In 2007 Mark Dwight founded Rickshaw Bagworks. Mark and his team design, produce, market and distribute a line of bags and accessories aimed at the urban commuter. What’s somewhat unique about their approach is that they do it all in-house in their mini-factory in the historic Dogpatch district of San Francisco. In November I spent a morning with Mark and his team in an attempt to gain some insights from a fellow entrepreneur with a company that, like Plywerk, manufacturers their own branded goods. Rickshaw is also roughly the same size and age as Plywerk.
I was introduced to Mark Dwight by fellow entrepreneur Curtis Williams of North St. Bags. This was over email, back in January of this year, and I intended to visit Mark ever since. Since that time I have also become the Educational Chair on the board of Portland Made, a non-profit company committed to supporting Portland-based designers, goods retailers, and manufacturers. Mark founded SFMade on which many of the concepts of Portland Made are based. So besides being the founder and CEO of a small manufacturing operation we are also both involved in the business community and economic development of our respective cities. Mark, however, has about a 10 year head-start on me so you can imagine I was eager to pick his brain. Luckily for me Mark is not a person that you need to pick at much. You ask a question and he’ll just start talking and talking and talking and ALL of it is fascinating… at least to a fellow entrepreneur (aka business nerd) like myself it is.
I arrived at Rickshaw a few minutes early and was told that Mark was running a little late. Apparently he likes to personally deliver orders on Rickshaw’s cargo bike. He was delivering an order of screenprinted totes to a new Whole Foods Market store that had just opened. Tyler Vaughn, Rickshaw’s Corporate Sales Manager, and I talked for a little while before Mark got back. Tyler showed me the new tweed fabric patterns made from recycled plastic bottles, whose development is being funded by a Kickstarter campaign. They use the Kickstarter campaigns to both gauge if there is enough interest in a new product and, if it is successful, provide funds to develop that product. This particular campaign with a goal of $6k raised just over $20k.
When Mark arrived he was sweaty, full of energy and had a huge smile on his face. He obviously enjoys the fact that his job entails starting the day riding a cargo bike up SF hills in the gorgeous sunny (but cold) day it was turning out to be. He first showed me around the factory floor.
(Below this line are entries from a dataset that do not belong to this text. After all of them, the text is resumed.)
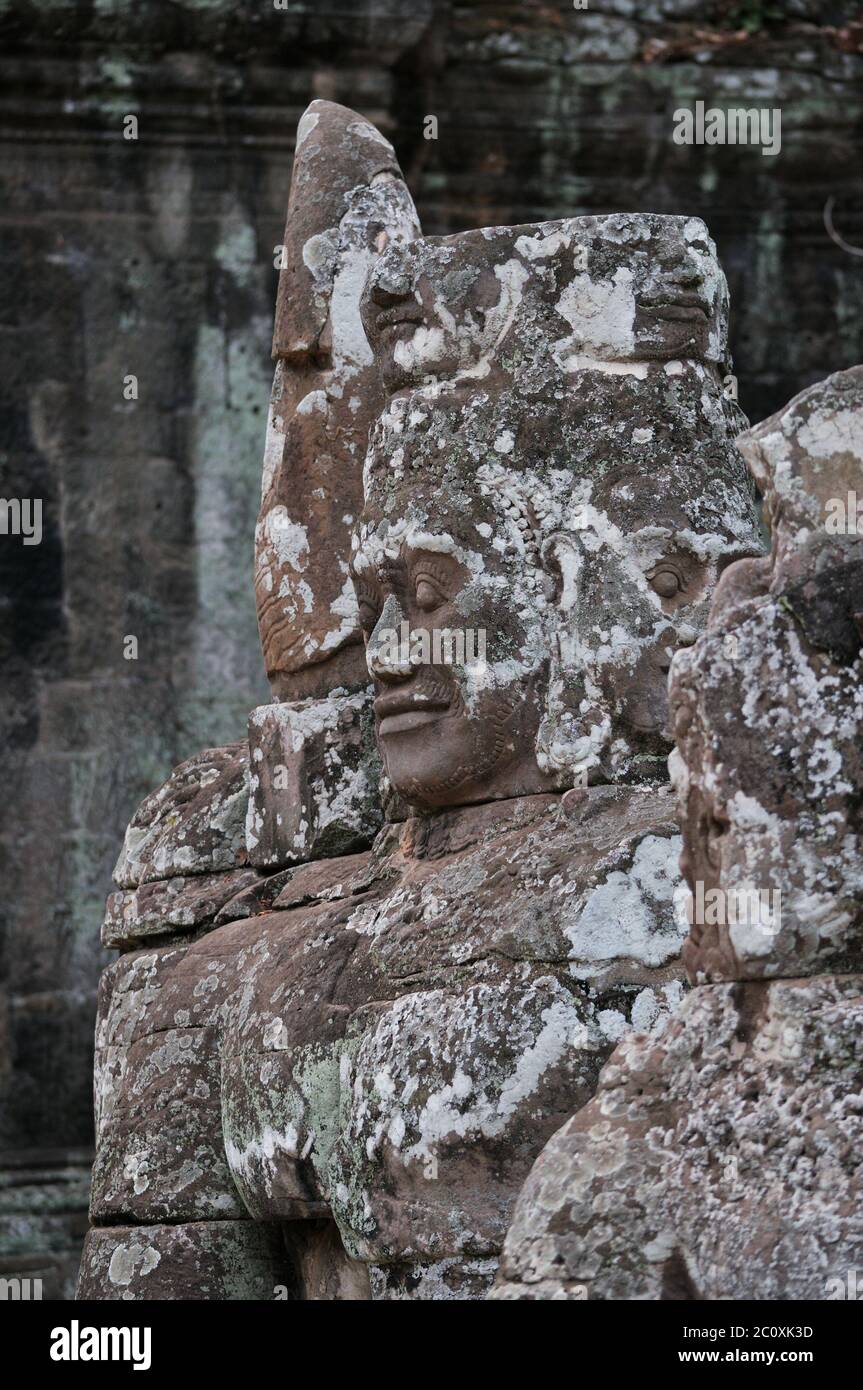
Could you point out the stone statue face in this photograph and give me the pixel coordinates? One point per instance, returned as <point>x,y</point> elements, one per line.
<point>452,727</point>
<point>769,716</point>
<point>556,426</point>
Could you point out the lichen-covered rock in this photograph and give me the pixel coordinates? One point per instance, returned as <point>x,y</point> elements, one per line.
<point>392,1044</point>
<point>157,1084</point>
<point>193,824</point>
<point>229,1260</point>
<point>720,1161</point>
<point>723,1158</point>
<point>348,203</point>
<point>314,780</point>
<point>553,477</point>
<point>167,905</point>
<point>552,473</point>
<point>769,710</point>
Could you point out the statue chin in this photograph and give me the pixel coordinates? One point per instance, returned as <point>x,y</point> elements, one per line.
<point>448,758</point>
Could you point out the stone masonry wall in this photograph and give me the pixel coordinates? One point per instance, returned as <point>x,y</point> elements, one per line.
<point>154,257</point>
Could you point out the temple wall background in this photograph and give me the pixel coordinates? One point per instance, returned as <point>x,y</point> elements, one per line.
<point>154,257</point>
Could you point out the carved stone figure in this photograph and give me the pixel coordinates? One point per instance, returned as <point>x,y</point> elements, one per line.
<point>721,1159</point>
<point>349,1062</point>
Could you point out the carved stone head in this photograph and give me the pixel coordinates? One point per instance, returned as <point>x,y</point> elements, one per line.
<point>769,713</point>
<point>553,470</point>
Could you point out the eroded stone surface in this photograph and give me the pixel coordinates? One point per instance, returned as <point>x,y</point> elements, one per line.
<point>556,470</point>
<point>389,1047</point>
<point>721,1161</point>
<point>393,1044</point>
<point>348,203</point>
<point>174,904</point>
<point>314,784</point>
<point>196,823</point>
<point>236,1260</point>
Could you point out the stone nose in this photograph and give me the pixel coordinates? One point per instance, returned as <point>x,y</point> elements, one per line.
<point>388,648</point>
<point>392,282</point>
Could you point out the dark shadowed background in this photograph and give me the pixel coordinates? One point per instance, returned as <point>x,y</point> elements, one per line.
<point>154,257</point>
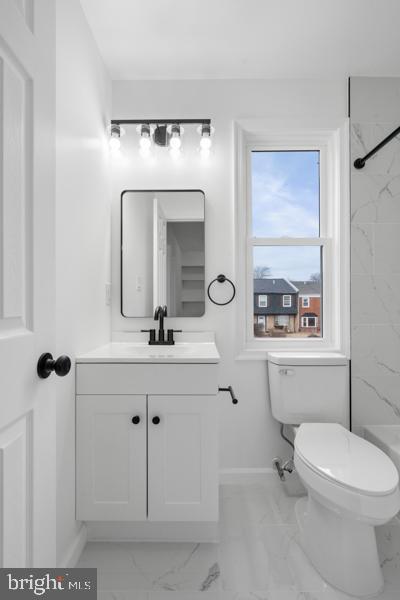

I asked if I could take pictures and he said “yes, please, take photos, share them anywhere and everywhere. It’s not just business here, it’s show business”. This is the first way in which Mark is a little different from many other manufacturers I know. He readily admits that anyone can take apart a bag and essentially have the patterns they need to produce their own. But it’s one thing to make a bag, it’s another to make a healthy business out of it. Given that, and given how fascinated people are to see how something is made, what better way to get existing and potential customers engaged than showing them how it is done. Mark goes as far as having people push the start button on the laser cutter that is about the start cutting a part for the bag they have just purchased. People love that kind of level of engagement in the goods they are buying. And engaged customers are the best marketing anyone can ask for. It’s how Rickshaw differentiates itself in an industry where making it locally in San Francisco means that you cannot afford to compete on price. Instead you focus on branding.